Edit2: I have given the topic some though and also considered the various responses. Could it be that I just need to serialize the respective tree levels to the hard-drive. So basically - I create one time-step (List<Node>) write it to Disk etc. Later on when I start from the leaves - I will just have to load it in reverse oder.

Upvotes: 9

Views: 3139

Answers (3)

Michael Fox
Michael Fox

Reputation: 611

I don't think Serializing to disk will help much. One, when you attempt to deserialize the list you will still run out of memory (as, to the best of my knowledge, there is no way to partially deserialize an object).

Have you considered changing your data structure into a relational database model and storing it in a SQLEXPRESS database?
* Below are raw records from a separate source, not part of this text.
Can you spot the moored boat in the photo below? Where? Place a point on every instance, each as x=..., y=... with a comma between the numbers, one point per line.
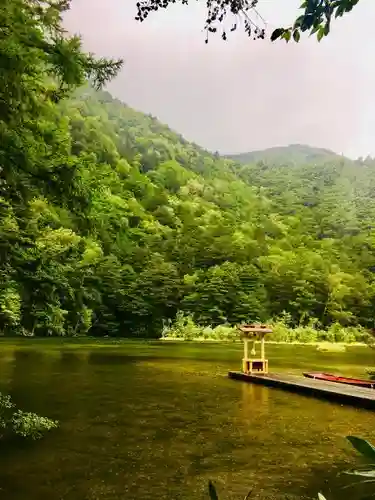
x=327, y=377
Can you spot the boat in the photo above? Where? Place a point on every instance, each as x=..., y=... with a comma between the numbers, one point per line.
x=327, y=377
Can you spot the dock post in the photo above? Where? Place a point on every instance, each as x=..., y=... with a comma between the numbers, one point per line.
x=245, y=355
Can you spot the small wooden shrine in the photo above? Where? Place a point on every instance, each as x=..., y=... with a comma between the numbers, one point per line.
x=254, y=333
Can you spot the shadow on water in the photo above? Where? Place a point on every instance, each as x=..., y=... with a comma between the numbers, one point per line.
x=143, y=427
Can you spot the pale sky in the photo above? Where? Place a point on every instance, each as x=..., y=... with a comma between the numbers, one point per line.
x=240, y=95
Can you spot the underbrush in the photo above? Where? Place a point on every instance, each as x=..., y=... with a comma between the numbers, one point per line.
x=185, y=328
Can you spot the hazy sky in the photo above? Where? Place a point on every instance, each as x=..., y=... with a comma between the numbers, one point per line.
x=241, y=94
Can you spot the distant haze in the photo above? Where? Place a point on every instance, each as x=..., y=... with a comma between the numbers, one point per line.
x=240, y=95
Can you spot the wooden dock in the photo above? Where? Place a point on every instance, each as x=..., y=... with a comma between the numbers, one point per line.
x=333, y=391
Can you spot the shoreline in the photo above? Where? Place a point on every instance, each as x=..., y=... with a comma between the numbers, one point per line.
x=271, y=342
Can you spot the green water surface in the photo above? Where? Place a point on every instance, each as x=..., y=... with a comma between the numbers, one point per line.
x=148, y=421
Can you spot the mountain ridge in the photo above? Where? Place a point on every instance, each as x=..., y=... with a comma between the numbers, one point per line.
x=296, y=153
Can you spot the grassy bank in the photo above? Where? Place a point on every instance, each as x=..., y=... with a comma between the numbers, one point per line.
x=184, y=328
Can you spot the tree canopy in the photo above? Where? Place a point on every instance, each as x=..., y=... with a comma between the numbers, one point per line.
x=224, y=16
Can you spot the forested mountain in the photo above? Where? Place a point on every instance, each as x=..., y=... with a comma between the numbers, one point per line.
x=133, y=223
x=285, y=155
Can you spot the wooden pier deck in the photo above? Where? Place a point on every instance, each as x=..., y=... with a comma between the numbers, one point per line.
x=333, y=391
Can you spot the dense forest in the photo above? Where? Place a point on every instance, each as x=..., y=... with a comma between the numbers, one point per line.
x=111, y=223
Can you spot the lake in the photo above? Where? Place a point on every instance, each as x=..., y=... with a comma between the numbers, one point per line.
x=150, y=421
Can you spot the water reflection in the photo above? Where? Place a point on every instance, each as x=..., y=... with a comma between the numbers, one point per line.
x=254, y=398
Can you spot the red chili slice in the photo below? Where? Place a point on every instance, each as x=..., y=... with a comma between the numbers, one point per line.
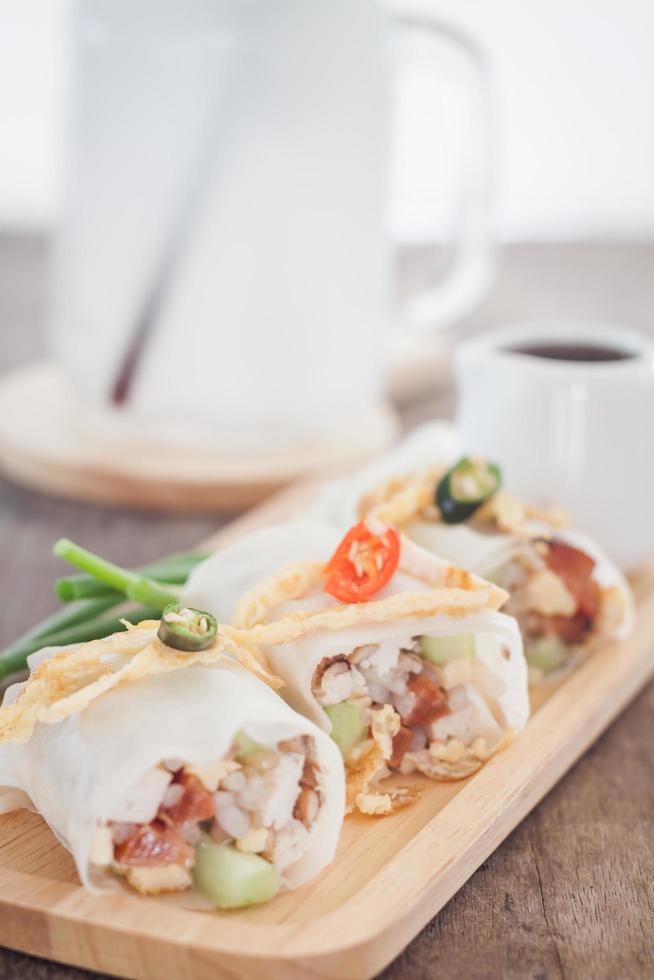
x=193, y=807
x=430, y=701
x=363, y=563
x=153, y=844
x=570, y=629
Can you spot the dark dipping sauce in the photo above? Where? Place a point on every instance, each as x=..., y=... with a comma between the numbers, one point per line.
x=586, y=353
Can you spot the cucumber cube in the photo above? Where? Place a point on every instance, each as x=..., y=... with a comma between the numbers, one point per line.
x=232, y=879
x=547, y=653
x=442, y=649
x=348, y=727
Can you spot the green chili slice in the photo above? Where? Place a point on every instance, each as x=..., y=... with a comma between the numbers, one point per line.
x=465, y=487
x=187, y=629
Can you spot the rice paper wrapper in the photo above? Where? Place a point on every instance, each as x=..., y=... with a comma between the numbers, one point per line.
x=485, y=553
x=479, y=552
x=219, y=583
x=72, y=773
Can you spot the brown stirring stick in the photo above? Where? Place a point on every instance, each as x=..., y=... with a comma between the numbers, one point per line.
x=158, y=291
x=196, y=192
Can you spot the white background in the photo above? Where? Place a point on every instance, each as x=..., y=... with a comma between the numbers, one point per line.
x=574, y=81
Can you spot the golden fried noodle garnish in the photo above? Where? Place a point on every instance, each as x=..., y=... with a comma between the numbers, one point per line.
x=69, y=681
x=401, y=500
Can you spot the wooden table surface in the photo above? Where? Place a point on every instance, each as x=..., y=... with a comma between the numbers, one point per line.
x=570, y=893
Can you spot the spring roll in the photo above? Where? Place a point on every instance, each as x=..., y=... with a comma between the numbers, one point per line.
x=567, y=595
x=420, y=674
x=198, y=780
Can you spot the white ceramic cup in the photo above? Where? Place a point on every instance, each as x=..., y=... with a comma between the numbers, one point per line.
x=575, y=432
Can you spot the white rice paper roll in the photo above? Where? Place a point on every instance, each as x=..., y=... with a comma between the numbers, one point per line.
x=218, y=584
x=76, y=773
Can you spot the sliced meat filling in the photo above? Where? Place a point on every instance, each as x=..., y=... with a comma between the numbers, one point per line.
x=263, y=800
x=393, y=673
x=554, y=595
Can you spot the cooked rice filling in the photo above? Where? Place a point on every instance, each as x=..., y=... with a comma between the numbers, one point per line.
x=429, y=703
x=267, y=804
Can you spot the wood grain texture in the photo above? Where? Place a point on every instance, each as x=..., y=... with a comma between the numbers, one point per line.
x=549, y=902
x=388, y=879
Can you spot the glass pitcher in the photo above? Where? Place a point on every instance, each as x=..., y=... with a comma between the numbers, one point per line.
x=223, y=270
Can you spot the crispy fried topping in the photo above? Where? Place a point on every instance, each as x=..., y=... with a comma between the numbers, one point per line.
x=69, y=681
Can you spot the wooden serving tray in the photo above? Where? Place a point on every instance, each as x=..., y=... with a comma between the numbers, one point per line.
x=390, y=875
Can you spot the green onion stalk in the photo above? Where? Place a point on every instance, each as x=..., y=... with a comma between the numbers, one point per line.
x=97, y=601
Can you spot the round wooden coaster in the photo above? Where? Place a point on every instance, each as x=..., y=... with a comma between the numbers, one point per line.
x=42, y=447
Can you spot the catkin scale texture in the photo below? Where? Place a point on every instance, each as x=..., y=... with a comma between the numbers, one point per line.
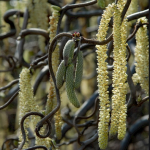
x=70, y=86
x=60, y=74
x=79, y=70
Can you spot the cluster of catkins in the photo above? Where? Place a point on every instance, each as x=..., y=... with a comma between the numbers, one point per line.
x=66, y=72
x=119, y=107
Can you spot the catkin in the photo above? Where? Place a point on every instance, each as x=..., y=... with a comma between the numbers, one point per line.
x=101, y=3
x=25, y=100
x=116, y=75
x=118, y=117
x=102, y=78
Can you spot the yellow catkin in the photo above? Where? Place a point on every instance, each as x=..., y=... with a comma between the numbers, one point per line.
x=133, y=8
x=118, y=115
x=102, y=79
x=142, y=56
x=25, y=99
x=52, y=101
x=116, y=76
x=123, y=85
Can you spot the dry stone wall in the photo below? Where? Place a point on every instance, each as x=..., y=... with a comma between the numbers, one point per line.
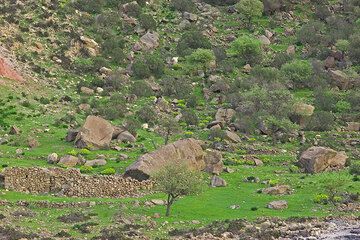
x=71, y=183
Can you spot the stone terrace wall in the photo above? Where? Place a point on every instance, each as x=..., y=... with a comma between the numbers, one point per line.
x=71, y=183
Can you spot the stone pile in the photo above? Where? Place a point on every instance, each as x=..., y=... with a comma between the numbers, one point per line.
x=71, y=183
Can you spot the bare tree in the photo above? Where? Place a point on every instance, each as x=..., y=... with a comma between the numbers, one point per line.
x=177, y=180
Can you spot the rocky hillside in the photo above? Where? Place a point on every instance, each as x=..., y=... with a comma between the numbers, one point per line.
x=260, y=96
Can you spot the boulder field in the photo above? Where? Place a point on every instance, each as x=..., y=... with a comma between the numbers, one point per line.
x=185, y=151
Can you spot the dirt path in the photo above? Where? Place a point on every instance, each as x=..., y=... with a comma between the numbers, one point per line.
x=344, y=232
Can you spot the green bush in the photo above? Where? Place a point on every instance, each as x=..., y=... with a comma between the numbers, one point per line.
x=90, y=6
x=192, y=40
x=147, y=21
x=321, y=199
x=250, y=9
x=299, y=73
x=147, y=114
x=108, y=171
x=343, y=106
x=150, y=64
x=221, y=2
x=141, y=89
x=183, y=5
x=86, y=169
x=321, y=121
x=355, y=168
x=246, y=49
x=312, y=33
x=354, y=54
x=201, y=59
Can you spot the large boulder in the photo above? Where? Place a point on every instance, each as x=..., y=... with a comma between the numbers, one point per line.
x=148, y=41
x=319, y=159
x=69, y=161
x=186, y=151
x=224, y=115
x=301, y=112
x=96, y=134
x=213, y=161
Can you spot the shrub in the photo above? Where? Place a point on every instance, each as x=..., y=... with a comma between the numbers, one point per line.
x=321, y=121
x=192, y=40
x=183, y=5
x=355, y=168
x=90, y=6
x=325, y=100
x=201, y=59
x=148, y=22
x=299, y=72
x=247, y=50
x=354, y=54
x=141, y=89
x=221, y=2
x=108, y=171
x=189, y=116
x=176, y=181
x=312, y=33
x=86, y=169
x=321, y=199
x=343, y=106
x=280, y=59
x=342, y=45
x=250, y=9
x=179, y=88
x=151, y=64
x=147, y=114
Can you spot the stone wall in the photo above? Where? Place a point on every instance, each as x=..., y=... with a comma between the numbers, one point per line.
x=71, y=183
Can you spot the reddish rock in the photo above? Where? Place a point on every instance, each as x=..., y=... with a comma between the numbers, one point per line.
x=8, y=72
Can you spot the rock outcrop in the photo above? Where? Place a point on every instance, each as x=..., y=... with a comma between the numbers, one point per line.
x=185, y=151
x=319, y=159
x=7, y=71
x=95, y=134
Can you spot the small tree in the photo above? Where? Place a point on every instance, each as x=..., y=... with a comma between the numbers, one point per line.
x=250, y=9
x=246, y=49
x=201, y=59
x=177, y=180
x=168, y=126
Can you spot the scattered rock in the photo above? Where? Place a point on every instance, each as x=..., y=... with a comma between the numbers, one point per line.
x=96, y=134
x=319, y=159
x=224, y=115
x=213, y=161
x=188, y=151
x=126, y=137
x=232, y=137
x=87, y=91
x=277, y=190
x=217, y=181
x=278, y=205
x=353, y=126
x=69, y=161
x=14, y=130
x=71, y=135
x=53, y=158
x=96, y=162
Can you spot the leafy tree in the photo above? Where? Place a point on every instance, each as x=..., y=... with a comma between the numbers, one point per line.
x=354, y=54
x=246, y=49
x=250, y=9
x=148, y=22
x=167, y=127
x=192, y=40
x=177, y=180
x=298, y=72
x=201, y=59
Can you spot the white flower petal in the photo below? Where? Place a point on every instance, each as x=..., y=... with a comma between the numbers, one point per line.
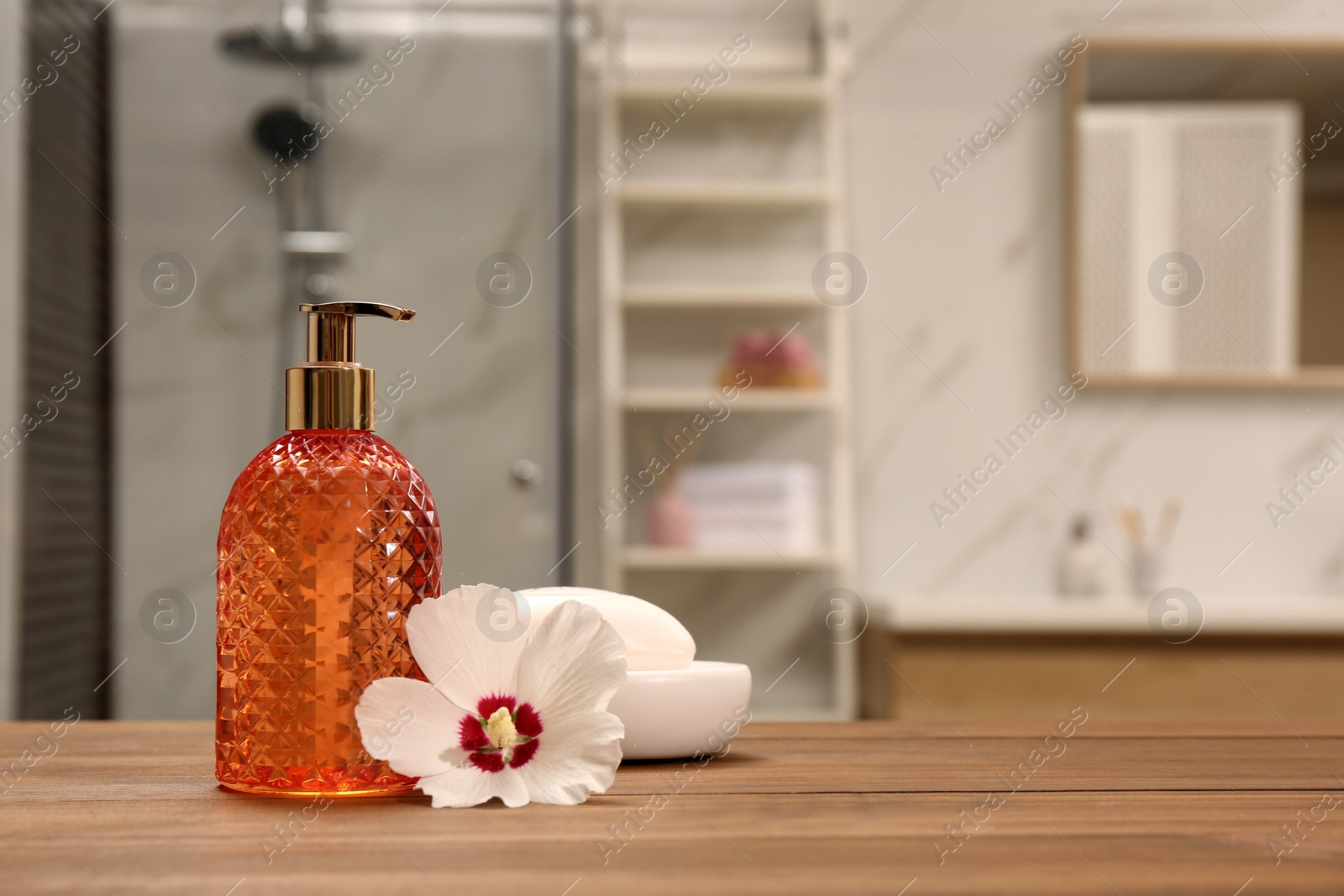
x=573, y=663
x=459, y=788
x=511, y=788
x=454, y=653
x=412, y=726
x=569, y=671
x=578, y=757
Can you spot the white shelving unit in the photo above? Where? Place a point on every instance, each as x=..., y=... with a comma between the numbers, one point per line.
x=753, y=606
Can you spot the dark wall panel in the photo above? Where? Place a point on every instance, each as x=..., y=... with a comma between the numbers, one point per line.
x=65, y=454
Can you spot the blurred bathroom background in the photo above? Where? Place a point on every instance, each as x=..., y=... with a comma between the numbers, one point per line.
x=727, y=305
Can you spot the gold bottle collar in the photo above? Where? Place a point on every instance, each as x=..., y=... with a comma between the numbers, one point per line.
x=333, y=391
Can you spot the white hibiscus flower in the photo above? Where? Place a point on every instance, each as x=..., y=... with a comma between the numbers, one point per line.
x=523, y=720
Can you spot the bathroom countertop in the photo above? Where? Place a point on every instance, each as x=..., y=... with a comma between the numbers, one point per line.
x=1105, y=614
x=793, y=808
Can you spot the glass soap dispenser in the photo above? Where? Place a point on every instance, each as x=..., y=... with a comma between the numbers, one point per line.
x=327, y=540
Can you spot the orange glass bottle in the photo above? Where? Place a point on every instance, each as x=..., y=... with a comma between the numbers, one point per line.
x=328, y=539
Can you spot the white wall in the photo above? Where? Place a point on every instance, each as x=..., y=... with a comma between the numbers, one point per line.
x=974, y=281
x=11, y=349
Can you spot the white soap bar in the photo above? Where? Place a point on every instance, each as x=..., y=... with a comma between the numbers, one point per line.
x=654, y=638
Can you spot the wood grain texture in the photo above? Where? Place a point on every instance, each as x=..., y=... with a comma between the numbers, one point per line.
x=853, y=808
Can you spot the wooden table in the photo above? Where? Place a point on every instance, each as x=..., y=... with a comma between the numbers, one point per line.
x=855, y=808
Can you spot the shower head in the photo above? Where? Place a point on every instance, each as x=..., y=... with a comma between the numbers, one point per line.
x=281, y=129
x=304, y=49
x=300, y=40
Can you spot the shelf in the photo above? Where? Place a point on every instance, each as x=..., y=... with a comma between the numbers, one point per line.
x=722, y=192
x=749, y=399
x=703, y=296
x=739, y=90
x=651, y=558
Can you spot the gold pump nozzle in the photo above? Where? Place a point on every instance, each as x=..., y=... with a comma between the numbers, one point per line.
x=333, y=391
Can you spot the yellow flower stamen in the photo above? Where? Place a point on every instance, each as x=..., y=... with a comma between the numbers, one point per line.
x=501, y=730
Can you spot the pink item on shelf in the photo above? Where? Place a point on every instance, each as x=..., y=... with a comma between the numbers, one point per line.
x=793, y=352
x=669, y=520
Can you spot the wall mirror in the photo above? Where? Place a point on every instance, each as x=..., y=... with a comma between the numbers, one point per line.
x=1207, y=214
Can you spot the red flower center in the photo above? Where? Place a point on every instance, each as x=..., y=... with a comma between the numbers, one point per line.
x=501, y=734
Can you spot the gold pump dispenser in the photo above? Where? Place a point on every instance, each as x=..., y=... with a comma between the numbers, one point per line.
x=333, y=391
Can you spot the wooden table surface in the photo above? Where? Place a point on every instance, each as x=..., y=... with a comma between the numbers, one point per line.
x=855, y=808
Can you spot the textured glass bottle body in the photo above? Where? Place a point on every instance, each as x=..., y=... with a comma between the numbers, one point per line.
x=326, y=543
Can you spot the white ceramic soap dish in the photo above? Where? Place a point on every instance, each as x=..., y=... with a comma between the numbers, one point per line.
x=672, y=705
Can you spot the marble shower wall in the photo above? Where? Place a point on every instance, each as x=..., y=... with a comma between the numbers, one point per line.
x=434, y=170
x=972, y=282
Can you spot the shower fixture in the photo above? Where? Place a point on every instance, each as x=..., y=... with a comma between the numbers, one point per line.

This would give you the added benefit of performing queries with indexes instead of your custom tree traversal logic.

Upvotes: 1

Yaur
Yaur

Reputation: 7452

You basically have two choices. evaluate only the branches you care about (Andrew's yield) and don't store results or build up your tree and save it to disk and implement a custom collection interface on top of it that accesses the right part of the disk. In this case you are still going to keep a minimal amount of data in your process memory and rely on the OS to do proper disk caching to make access fast. If you start working with large data sets the second option is a good tool to have in your tool belt, so you should probably write this with reuse in mind.

Upvotes: 3

poy
poy

Reputation: 10507

What we have here is a classic problem of doing an enormous amount of processing up front... and then storing EVERYTHING into memory to be processed at a later time.

While simple, given harsh enough conditions (like having a billion entries), it will eat up all the memory.

Now, the OP didn't really specify what the intention of the tree was or how it was going to be used... but I would propose that instead of building it all at once... build it as you need it.

Lazy Evaluation with yield

Instead of doing everything all at once and having to store it... it might be ideal to do it ONLY when you actually require it. Check out this post for more info and examples of using yield.

This won't work great though if you need to traverese the tree a bunch of times... but it might still allow you to have deeper depth than you currently do.